Em fevereiro, o país importou mais de 1,3 mil toneladas de filé do Vietnã, volume equivalente a cerca de 4,1 mil toneladas de peixe vivo. O total corresponde a aproximadamente 6,5% da produção mensal brasileira.

O setor de piscicultura tem registrado crescimento nos últimos anos, com a tilápia entre as proteínas animais de maior expansão no país. Segundo a entidade, a produção apresentou aumento médio superior a 10% ao ano na última década, e o Brasil ocupa atualmente a quarta posição entre os maiores produtores mundiais de tilápia. 

De acordo com a associação, o avanço das importações ocorre em um contexto de diferença de preços. O filé importado tem sido comercializado no Brasil entre R$ 25 e R$ 29 por quilo.

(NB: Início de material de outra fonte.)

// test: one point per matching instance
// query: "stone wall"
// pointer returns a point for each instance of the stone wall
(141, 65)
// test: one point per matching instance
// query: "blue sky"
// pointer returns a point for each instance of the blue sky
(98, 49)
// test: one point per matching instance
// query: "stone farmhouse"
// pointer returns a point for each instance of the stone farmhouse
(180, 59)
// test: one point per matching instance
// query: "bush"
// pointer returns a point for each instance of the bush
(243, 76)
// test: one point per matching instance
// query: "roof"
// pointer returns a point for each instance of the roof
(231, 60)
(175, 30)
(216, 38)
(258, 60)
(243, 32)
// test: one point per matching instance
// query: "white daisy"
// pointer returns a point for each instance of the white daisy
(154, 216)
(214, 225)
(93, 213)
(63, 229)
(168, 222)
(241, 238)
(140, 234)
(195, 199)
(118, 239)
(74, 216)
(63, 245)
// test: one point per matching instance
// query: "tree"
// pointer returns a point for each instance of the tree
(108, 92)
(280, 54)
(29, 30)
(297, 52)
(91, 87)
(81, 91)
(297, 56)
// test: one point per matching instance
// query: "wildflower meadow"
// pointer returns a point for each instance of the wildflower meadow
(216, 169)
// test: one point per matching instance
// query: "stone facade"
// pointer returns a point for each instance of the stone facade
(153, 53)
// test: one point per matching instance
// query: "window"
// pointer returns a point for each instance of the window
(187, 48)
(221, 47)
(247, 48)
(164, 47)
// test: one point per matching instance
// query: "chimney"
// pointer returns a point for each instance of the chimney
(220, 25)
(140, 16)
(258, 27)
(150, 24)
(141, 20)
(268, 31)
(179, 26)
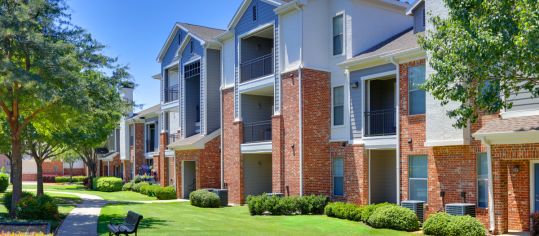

“Esse é praticamente o preço do peixe quando chega ao frigorífico no Brasil. Isso cria uma distorção importante na concorrência”, disse o presidente da PEIXE BR, Francisco Medeiros. 

A Peixe BR atribui parte da perda de competitividade a fatores como carga tributária, custos trabalhistas e exigências regulatórias. A entidade também aponta que, em alguns casos, o produto importado entra no país com vantagens fiscais.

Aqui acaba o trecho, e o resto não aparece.